Spirent extends CyberFlood with Data Breach Assessment for testing of networks and devices

Spirent Communications announced the availability of the solution using data breach emulation technology to provide holistic and hyper-realistic security testing of networks and devices for awareness of data breach and intruder activity.

This new solution, CyberFlood Data Breach Assessment, is a component of Spirent’s CyberFlood product line, extending it into production environments for continuous testing of live networks and devices.

As an holistic automated solution within the live network, CyberFlood Data Breach Assessment provides active monitoring and ongoing evaluations such as Purple Team assessments.

Unlike testing solutions that simulate attacks, CyberFlood Data Breach Assessment uses actual attack components, true hacker activity and malware executables to assess an organization’s vulnerability to cybercrime.

A study from the Center for Strategic and International Studies estimates that cybercrime costs the global economy $600 billion.
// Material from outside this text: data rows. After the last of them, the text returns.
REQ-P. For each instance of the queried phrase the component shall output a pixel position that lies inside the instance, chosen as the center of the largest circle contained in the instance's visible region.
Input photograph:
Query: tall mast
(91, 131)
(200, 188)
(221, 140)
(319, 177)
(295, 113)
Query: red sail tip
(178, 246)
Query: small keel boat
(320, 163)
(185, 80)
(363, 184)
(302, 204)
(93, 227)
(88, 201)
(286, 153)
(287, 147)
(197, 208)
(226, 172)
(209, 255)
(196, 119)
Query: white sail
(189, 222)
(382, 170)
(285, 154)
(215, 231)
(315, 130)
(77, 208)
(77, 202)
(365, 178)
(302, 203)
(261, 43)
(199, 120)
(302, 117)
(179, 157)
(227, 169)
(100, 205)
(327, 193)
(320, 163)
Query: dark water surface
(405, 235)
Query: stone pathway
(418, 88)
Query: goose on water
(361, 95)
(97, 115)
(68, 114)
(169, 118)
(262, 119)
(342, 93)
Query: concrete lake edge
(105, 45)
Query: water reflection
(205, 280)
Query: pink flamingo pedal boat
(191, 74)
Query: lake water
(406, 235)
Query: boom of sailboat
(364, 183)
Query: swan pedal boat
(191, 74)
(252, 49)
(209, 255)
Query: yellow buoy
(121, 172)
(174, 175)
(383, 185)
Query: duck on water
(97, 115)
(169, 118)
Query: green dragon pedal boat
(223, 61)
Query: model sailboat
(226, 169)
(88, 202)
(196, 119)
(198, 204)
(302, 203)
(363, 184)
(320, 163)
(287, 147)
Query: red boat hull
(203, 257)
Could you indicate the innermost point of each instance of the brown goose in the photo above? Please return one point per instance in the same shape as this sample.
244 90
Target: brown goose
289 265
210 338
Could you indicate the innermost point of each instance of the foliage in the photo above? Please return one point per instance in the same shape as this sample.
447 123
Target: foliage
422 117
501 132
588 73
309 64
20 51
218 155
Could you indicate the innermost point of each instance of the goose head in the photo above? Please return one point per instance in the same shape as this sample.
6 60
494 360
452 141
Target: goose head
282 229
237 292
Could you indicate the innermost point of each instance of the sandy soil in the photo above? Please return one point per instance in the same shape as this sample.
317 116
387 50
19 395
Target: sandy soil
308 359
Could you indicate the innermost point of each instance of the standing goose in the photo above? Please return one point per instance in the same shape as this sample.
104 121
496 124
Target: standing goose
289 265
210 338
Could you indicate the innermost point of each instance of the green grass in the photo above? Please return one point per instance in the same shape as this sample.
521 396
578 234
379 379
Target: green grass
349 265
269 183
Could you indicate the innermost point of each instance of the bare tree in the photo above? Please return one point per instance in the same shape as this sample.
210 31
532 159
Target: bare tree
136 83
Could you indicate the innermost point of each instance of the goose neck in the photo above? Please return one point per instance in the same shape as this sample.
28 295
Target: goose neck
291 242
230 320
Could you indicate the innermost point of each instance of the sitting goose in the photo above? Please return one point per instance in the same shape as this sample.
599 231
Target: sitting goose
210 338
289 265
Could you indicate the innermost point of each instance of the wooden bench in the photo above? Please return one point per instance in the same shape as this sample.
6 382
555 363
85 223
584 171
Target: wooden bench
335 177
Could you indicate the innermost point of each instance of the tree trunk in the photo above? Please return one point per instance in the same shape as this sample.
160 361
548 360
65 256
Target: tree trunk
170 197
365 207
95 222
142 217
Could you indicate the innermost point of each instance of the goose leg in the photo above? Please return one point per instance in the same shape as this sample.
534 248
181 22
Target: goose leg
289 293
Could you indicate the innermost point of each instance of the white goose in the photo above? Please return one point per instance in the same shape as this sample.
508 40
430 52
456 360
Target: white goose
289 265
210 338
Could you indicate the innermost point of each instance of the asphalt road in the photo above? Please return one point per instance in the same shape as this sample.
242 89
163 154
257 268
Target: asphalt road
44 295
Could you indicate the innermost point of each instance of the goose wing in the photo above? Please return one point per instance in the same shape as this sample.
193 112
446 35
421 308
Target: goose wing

“With the ever-increasing stakes and mounting costs and penalties for a data breach, organizations must continually assess their abilities to detect an active attacker,” said David DeSanto, director, products and threat research, Spirent Communications.

“Unlike existing solutions, which do not use the real methods and techniques used by real attackers, CyberFlood Data Breach Assessment uses unique data breach emulation technology to provide hyper-realistic scenarios and assessments using the actual methodologies intruders follow. This breakthrough solution gives organizations the ability to innocuously assess their production defenses and fortify weaknesses before they are compromised by work of an attacker.”

Emulation – A leap beyond simulation

CyberFlood Data Breach Assessment utilizes real traffic and activities that are indistinguishable from live efforts by cybercriminals and other malicious actors, rather than relying on replayed traffic and network activities that seem real.

Security infrastructures often discount simulated, unreal artifacts, treating them as phony, non-malicious traffic, and simply pass them through or block them as invalid network streams. Such traffic cannot test an organization’s defenses against cybercrime.

In contrast, Spirent has accumulated a repository of real attack components, including exploits, applications, and malware. This repository, powered by Spirent TestCloud, is a combination of the research of Spirent’s threat research team, Spirent SecurityLabs, and Spirent’s partnerships within the threat intelligence community.

Multi-Tier Protection Validation

In addition to using real traffic and activities, CyberFlood Data Breach Assessment provides holistic, real-world assessments and validation because it is not limited to certain portions of a network.

Attackers will choose the link in an environment and move laterally to reach resources, such as customer and financial data, intellectual property, and other company secrets.

To assess security requires consideration of an organization’s entire environment. CyberFlood Data Breach Assessment can begin an attack or intrusion activity in any part of the environment and can pivot across multiple internal network segments.

It can be deployed with physical or virtual sensors across an entire organization, including corporate and regional networks, data centers, and private and public cloud resources. It also assesses all security and networking devices involved in routing or securing traffic or detecting malicious activity.

Automated Purple Team assessments

The Purple Team security practice is becoming both a standard and a necessity for organizations to evaluate data breaches and attack readiness. A Purple Team assessment combines an attacking Red Team with a detecting Blue Team.

The CyberFlood Data Breach Assessment solution combines Red and Blue Teams into an automated Purple Team capability that can be run continuously in live, production environments. Results are displayed on a dashboard and in generated reports.

In addition, the system can send warning messages to the security team or initiate trouble tickets to address issues and unexpected discoveries.

“Assessing data breach readiness has been expensive, time-consuming and difficult, and plagued with gaps and deficiencies,” said Jon Oltsik, senior principal analyst, Enterprise Strategy Group.

“Having the ability to use actual intruder activity on an ongoing basis to assess how live monitoring systems will perform is essential to knowing whether an organization can find an intruder before disaster strikes.”